There’s plenty going on, let’s get cracking!

Ben Doherty
Labor’s NDIS reforms ‘punching down’ on people scheme designed to protect, McKim says
The Greens have argued Labor’s proposed reforms to the national disability insurance scheme are “punching down” on the very people the scheme is designed to protect.
Greens senator Nick McKim told the ABC’s 7:30 program on Tuesday night, “we are absolutely committed to fighting this bill with every tool in our toolkit”.
The Greens secured an eight-week delay in the passage of the NDIS reforms, in exchange for their support in passing the Labor government’s key budget tax reforms to negative gearing and the capital gains tax discount.
McKim said his party would continue to oppose the NDIS reforms: “we want to see this bill killed.”
“We’ve delayed it for eight weeks and achieved some amendments that will take some of the worst elements out of this bill.
“When this eight-week period is done, if we need another inquiry or more delay, that’s what we will be moving for.”
McKim said Labor’s changes would cause harm to people currently supported by the NDIS: “the withdrawal of desperately needed supports that allow disabled Australians to live a more dignified life and respite and relief for families who put so much into supporting disabled family members”.
New war memorial gallery will ‘keep the flame of memory burning’, PM says
A major new gallery at the Australian War Memorial will keep the “flame of memory” burning for future generations, the prime minister told the opening ceremony in Canberra last night, Australian Associated Press reports.
Anthony Albanese was among those on hand last night for the opening of the memorial’s atrium and Anzac Hall, a gallery that focuses mainly on Australia’s commitments to the Middle East, Afghanistan and peacekeeping operations.
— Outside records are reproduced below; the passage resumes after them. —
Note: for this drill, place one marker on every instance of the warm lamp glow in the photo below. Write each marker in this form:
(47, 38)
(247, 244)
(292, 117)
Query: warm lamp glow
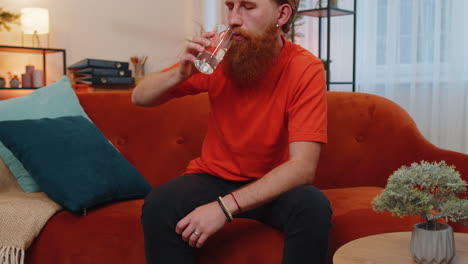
(35, 20)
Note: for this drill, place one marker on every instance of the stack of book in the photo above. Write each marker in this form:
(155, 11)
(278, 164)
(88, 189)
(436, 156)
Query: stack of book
(101, 74)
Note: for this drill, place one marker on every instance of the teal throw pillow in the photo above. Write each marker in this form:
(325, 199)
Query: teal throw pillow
(73, 161)
(55, 100)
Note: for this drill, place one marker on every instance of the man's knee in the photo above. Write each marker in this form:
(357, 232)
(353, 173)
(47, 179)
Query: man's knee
(309, 202)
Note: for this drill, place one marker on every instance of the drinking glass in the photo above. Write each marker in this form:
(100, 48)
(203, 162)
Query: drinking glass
(208, 60)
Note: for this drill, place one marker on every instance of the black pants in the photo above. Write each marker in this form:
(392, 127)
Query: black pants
(303, 214)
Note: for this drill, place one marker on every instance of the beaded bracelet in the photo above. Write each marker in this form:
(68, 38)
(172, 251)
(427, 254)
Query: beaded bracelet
(235, 200)
(224, 208)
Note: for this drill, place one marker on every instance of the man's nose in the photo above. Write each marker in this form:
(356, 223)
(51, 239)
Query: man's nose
(235, 18)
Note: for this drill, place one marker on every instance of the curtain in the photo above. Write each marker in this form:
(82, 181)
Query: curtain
(414, 52)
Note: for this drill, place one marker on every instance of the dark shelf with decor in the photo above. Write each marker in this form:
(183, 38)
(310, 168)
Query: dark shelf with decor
(327, 13)
(41, 51)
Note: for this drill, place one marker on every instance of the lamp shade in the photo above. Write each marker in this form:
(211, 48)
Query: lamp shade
(35, 20)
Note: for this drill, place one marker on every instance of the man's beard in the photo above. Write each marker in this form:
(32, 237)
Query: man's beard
(248, 60)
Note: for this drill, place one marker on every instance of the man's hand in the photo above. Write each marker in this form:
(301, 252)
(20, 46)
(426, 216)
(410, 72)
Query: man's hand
(201, 223)
(196, 46)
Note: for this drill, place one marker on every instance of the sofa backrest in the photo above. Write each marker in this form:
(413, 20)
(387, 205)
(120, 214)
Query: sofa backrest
(369, 136)
(159, 141)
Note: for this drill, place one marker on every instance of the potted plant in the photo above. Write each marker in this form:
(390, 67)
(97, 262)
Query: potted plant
(7, 18)
(430, 190)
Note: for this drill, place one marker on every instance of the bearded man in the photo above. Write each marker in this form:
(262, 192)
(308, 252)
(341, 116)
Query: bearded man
(265, 129)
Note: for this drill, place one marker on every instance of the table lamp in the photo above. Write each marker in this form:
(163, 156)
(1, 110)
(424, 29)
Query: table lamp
(35, 21)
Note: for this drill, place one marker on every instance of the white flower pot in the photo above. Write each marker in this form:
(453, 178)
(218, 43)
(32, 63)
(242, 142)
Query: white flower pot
(432, 246)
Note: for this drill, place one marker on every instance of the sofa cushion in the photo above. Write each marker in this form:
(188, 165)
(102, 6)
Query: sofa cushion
(55, 100)
(72, 161)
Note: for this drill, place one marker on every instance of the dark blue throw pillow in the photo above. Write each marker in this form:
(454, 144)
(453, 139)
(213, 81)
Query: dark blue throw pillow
(72, 161)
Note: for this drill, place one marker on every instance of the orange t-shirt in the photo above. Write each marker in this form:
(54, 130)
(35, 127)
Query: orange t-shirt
(249, 131)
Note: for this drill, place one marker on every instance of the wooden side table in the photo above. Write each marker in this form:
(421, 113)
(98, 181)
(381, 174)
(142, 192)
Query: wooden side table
(390, 248)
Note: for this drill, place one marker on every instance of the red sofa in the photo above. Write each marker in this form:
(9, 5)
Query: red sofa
(369, 138)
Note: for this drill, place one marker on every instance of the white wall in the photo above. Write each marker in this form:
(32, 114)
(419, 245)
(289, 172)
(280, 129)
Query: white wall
(107, 29)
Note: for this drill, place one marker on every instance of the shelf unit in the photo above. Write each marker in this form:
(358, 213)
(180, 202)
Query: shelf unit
(327, 13)
(42, 51)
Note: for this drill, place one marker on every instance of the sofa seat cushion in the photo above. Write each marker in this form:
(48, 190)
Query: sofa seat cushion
(109, 234)
(353, 216)
(113, 234)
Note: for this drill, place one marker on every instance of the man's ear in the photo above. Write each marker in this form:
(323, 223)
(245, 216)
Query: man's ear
(285, 12)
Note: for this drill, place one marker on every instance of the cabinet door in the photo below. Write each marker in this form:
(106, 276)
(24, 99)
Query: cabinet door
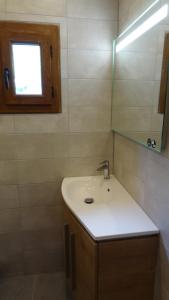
(82, 262)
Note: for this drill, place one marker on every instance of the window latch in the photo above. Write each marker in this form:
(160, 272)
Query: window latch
(6, 78)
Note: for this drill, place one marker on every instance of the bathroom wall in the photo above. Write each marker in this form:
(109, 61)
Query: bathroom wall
(37, 151)
(146, 174)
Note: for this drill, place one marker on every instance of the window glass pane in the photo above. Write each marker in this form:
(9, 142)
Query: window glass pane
(27, 69)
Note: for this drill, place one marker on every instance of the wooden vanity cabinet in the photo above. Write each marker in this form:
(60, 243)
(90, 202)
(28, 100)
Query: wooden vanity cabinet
(122, 269)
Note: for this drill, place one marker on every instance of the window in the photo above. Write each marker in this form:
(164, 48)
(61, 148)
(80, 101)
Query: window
(29, 68)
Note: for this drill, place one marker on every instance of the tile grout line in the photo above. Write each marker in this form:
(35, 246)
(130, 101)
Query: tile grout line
(34, 287)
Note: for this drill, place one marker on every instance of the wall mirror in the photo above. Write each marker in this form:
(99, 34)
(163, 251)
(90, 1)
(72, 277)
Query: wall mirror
(140, 85)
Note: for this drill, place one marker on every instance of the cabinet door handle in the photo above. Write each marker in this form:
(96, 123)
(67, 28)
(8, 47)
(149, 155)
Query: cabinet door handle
(66, 240)
(72, 262)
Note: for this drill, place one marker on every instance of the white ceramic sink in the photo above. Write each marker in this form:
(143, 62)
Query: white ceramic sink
(113, 214)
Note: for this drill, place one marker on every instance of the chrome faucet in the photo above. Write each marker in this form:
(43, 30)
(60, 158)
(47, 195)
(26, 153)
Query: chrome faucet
(105, 166)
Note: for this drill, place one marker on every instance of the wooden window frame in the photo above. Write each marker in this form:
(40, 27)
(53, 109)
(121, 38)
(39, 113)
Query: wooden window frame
(48, 37)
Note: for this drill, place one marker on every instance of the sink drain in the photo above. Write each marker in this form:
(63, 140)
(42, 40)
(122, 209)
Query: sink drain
(89, 200)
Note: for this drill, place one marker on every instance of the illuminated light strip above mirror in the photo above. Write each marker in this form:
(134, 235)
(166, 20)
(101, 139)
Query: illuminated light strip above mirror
(139, 18)
(144, 27)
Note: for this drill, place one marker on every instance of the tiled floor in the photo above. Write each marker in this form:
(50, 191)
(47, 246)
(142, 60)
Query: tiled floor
(34, 287)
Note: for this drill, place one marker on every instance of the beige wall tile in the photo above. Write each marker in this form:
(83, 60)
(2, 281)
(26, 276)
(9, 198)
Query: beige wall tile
(36, 262)
(86, 92)
(83, 34)
(37, 151)
(9, 220)
(41, 170)
(43, 123)
(129, 93)
(9, 196)
(32, 146)
(91, 145)
(95, 9)
(81, 166)
(131, 119)
(46, 286)
(89, 64)
(42, 240)
(6, 124)
(146, 43)
(11, 255)
(43, 7)
(40, 194)
(89, 119)
(62, 22)
(8, 172)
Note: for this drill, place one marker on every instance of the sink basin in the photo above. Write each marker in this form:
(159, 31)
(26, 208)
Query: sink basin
(113, 213)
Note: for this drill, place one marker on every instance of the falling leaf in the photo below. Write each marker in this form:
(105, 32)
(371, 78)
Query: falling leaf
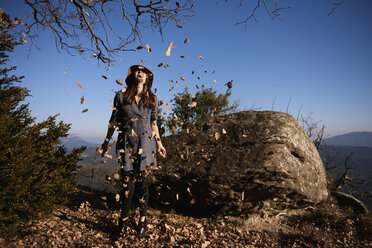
(167, 52)
(148, 48)
(78, 84)
(193, 104)
(133, 133)
(118, 81)
(229, 84)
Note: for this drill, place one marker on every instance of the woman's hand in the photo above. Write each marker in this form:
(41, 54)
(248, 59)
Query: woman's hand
(162, 151)
(102, 148)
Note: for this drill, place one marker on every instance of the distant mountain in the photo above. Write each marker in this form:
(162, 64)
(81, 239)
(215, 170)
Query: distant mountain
(73, 140)
(351, 139)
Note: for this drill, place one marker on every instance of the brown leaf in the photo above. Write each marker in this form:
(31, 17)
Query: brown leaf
(148, 48)
(118, 81)
(78, 84)
(168, 51)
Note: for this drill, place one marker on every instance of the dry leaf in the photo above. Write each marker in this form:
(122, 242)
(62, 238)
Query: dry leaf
(148, 48)
(193, 104)
(118, 81)
(167, 52)
(78, 84)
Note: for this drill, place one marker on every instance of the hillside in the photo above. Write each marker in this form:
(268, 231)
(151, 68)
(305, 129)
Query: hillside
(351, 139)
(89, 221)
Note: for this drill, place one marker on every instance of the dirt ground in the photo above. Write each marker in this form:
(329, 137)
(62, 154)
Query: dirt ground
(91, 219)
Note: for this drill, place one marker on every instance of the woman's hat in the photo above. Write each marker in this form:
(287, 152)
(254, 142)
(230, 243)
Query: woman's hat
(134, 68)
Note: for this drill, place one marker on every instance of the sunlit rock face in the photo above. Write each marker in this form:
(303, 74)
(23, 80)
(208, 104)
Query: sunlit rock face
(241, 162)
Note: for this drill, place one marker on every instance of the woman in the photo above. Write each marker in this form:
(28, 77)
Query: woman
(135, 114)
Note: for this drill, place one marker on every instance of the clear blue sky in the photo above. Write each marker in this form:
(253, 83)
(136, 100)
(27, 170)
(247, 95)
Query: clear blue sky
(322, 63)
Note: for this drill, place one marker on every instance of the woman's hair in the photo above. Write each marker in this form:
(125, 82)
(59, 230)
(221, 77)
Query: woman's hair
(149, 98)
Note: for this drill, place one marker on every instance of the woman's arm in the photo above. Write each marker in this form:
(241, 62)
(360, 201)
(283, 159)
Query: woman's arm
(155, 130)
(110, 131)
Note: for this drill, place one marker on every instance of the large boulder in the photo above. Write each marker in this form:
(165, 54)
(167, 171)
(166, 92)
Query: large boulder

Retiring chief of the defence force, David Johnston, and the next leader of the Australian military, current chief of navy, Mark Hammond, were among other dignitaries.
Albanese told those gathered they were bonded by the power of “lest we forget.”
That most unadorned of sentences that dwells within us like a heartbeat – we vow to keep the flame of memory burning so brightly that its glow reaches future generations.
Today we adjourned the parliament so that everyone who wished to could come mark the opening of this atrium and Anzac Hall, an addition to the Australian War Memorial that makes that flame burn so much brighter.
What a sublime and powerful addition it is. A bold vision turned into a reality that enhances the institution of which it is now part.
The prime minister implored attenders to “read all the words” about those who have gone before them.
Look at the faces and get lost amid the smiles, the hope and camaraderie – the counterpoint to war’s relentless, inhuman arithmetic. They are its true cost.
Yet, amid this loss and sacrifice, what pulses so powerfully is life, and an abiding sense of what is worth fighting for.
Welcome
Good morning and welcome to our live politics blog. I’m Martin Farrer with the top overnight stories and then it’ll be Krishani Dhanji with the main action.
A major new gallery at the Australian War Memorial will keep the “flame of memory” burning for future generations, the prime minister told the opening ceremony in Canberra last night. More coming up.
And with the nation on red alert for bird flu, new reports of dead birds are coming into a hotline – but so far, none have been confirmed as caused by the virus.